Le ministère public succombe. Les dépens seront laissés à la charge de l’État.
Sur les frais exposés et non compris dans les dépens
Aux termes de l’article 700 du code de procédure civile, le juge condamne la partie tenue aux dépens ou qui perd son procès à payer à l’autre partie la somme qu’il détermine au titre des frais exposés et non compris dans les dépens. Dans tous les cas, le juge tient compte de l’équité ou de la situation économique de la partie condamnée. Il peut, même d’office, pour des raisons tirées des mêmes considérations, dire qu’il n’y a pas lieu à ces condamnations.
Selon l’article 37 de la de la loi n° 91-647 du 10 juillet 1991 relative à l’aide juridique, dans toutes les instances, le juge condamne la partie tenue aux dépens, ou qui perd son procès, et non bénéficiaire de l’aide juridictionnelle, à payer à l’avocat du bénéficiaire de l’aide juridictionnelle, partielle ou totale, une somme qu’il détermine et qui ne saurait être inférieure à la part contributive de l’Etat majorée de 50 %, au titre des honoraires et frais non compris dans les dépens que le bénéficiaire de l’aide aurait exposés s’il n’avait pas eu cette aide. Le juge tient compte de l’équité ou de la situation économique de la partie condamnée. Il peut, même d’office, pour des raisons tirées des mêmes considérations, dire qu’il n’y a pas lieu à cette condamnation.

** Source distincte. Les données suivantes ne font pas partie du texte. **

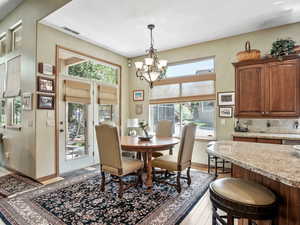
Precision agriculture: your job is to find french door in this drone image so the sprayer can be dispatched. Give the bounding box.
[58,76,98,174]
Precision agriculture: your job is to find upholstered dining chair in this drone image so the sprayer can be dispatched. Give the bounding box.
[95,124,144,198]
[152,120,173,158]
[152,123,196,193]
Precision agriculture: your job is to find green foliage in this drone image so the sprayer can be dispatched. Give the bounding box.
[271,38,296,60]
[13,97,22,125]
[68,61,118,84]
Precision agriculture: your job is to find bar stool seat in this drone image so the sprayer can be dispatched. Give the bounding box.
[210,178,277,225]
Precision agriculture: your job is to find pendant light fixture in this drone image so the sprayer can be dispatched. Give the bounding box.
[135,24,168,88]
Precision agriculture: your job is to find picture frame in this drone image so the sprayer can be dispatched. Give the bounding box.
[219,107,233,118]
[218,92,235,106]
[38,62,55,76]
[37,76,55,93]
[22,92,32,111]
[135,104,144,115]
[37,94,55,110]
[133,90,144,102]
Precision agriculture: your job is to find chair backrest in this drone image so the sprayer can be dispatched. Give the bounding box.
[177,123,197,169]
[95,124,122,169]
[155,120,173,137]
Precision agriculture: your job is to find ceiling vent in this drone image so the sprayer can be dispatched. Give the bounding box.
[62,27,80,35]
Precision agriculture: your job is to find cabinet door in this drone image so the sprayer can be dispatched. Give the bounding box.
[235,64,265,117]
[266,59,299,116]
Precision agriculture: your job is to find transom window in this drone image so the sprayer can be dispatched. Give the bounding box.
[149,58,216,138]
[58,49,119,85]
[166,58,215,78]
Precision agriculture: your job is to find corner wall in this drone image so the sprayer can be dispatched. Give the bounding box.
[0,0,70,178]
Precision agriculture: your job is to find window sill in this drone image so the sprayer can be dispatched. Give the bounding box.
[5,125,22,131]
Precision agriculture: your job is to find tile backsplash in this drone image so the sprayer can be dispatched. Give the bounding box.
[235,119,300,134]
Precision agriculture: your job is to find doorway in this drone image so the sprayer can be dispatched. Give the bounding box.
[57,48,120,174]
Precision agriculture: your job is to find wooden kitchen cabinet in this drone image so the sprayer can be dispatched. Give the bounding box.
[236,64,265,117]
[233,56,300,118]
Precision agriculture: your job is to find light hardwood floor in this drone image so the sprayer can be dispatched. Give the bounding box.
[181,191,212,225]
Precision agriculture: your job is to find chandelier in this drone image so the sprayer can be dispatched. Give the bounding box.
[135,24,168,88]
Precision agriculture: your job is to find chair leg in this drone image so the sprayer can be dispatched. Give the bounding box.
[100,172,105,192]
[227,214,234,225]
[165,170,169,178]
[169,147,173,155]
[176,171,181,193]
[136,169,143,187]
[119,177,123,198]
[207,155,210,173]
[214,157,218,177]
[186,167,192,186]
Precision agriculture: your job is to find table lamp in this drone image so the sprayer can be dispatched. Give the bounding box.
[127,118,139,136]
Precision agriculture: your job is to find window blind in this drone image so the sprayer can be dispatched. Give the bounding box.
[98,84,118,105]
[64,80,91,104]
[5,56,21,98]
[150,73,216,104]
[0,63,6,98]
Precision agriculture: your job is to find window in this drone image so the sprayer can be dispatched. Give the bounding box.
[0,99,6,126]
[0,34,6,56]
[166,58,214,78]
[68,60,118,84]
[149,58,216,137]
[11,24,22,50]
[11,96,22,127]
[150,101,215,137]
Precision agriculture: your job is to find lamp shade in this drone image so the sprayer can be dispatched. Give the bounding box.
[127,118,139,128]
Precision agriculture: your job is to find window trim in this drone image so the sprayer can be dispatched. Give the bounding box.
[10,21,23,51]
[149,73,216,104]
[149,99,217,141]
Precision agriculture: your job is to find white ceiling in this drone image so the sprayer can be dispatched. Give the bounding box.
[42,0,300,57]
[0,0,23,20]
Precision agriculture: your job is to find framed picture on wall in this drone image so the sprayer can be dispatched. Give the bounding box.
[218,92,235,106]
[219,107,233,118]
[38,62,55,75]
[22,92,32,111]
[37,94,55,110]
[135,104,144,115]
[37,76,55,93]
[133,90,144,102]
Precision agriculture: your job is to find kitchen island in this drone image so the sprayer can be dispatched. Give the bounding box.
[207,141,300,225]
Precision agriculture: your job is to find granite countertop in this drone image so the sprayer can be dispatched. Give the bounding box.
[232,132,300,141]
[207,141,300,188]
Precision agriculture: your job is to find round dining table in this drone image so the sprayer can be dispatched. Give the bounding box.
[120,136,180,188]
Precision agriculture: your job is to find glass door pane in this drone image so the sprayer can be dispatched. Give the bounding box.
[65,102,89,160]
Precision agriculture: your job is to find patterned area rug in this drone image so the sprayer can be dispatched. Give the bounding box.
[0,171,213,225]
[0,174,41,197]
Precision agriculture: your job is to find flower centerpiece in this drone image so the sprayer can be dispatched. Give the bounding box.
[139,120,152,141]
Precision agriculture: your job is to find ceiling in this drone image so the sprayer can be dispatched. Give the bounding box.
[0,0,23,20]
[42,0,300,57]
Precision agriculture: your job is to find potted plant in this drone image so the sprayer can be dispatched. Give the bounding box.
[271,38,296,60]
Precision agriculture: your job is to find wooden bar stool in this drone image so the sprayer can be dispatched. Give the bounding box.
[209,178,277,225]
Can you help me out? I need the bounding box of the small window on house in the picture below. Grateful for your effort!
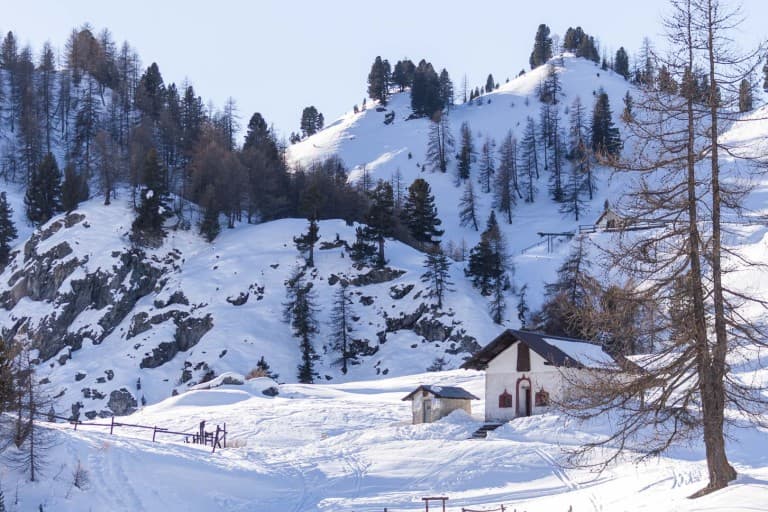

Il serait inéquitable de laisser à la charge du demandeur la totalité des frais et honoraires exposés par lui et non compris dans les frais de justice. Il sera ainsi alloué la somme de 1 500 € à Maître [Y] [H] en sa qualité de conseil de M. [U] en application des dispositions combinées de l’article 700 du code de procédure civile et de l’article 37 de la loi n° 91-647 du 10 juillet 1991.
PAR CES MOTIFS
Le tribunal, statuant publiquement par jugement contradictoire prononcé par mise à disposition au greffe, en premier ressort,
CONSTATE que le récépissé prévu par l’article 1040 du code de procédure civile a été délivré,
DÉBOUTE le ministère public de ses demandes,
ORDONNE l’enregistrement de la déclaration acquisitive de nationalité française souscrite par M. [T] [U] le 25 octobre 2022 devant le directeur des services de greffes judiciaires de [Localité 3] sous le n° DnhM 206/2022,
DIT que M. [T] [U], né le 18 novembre 2004 à [Localité 4] (Mali), a acquis la nationalité française par déclaration du 25 octobre 2022 en application des dispositions de l’article 21-12 du code civil,
INVITE le service central de l’état civil de [Localité 5] à effectuer la transcription de l’acte de naissance de M. [T] [U] dans ses registres avec effet au jour de la déclaration en date du 25 octobre 2022,
CONDAMNE le Trésor public à verser la somme de 1 500 € (mille cinq cent euros) à Maître [Y] [H] en sa qualité de conseil de M. [T] [U] en application des dispositions combinées de l’article 700 du code de procédure civile et de l’article 37 de la loi n° 91-647 du 10 juillet 1991,
ORDONNE la mention prévue à l’article 28 du code civil,
LAISSE les dépens à la charge de l’État.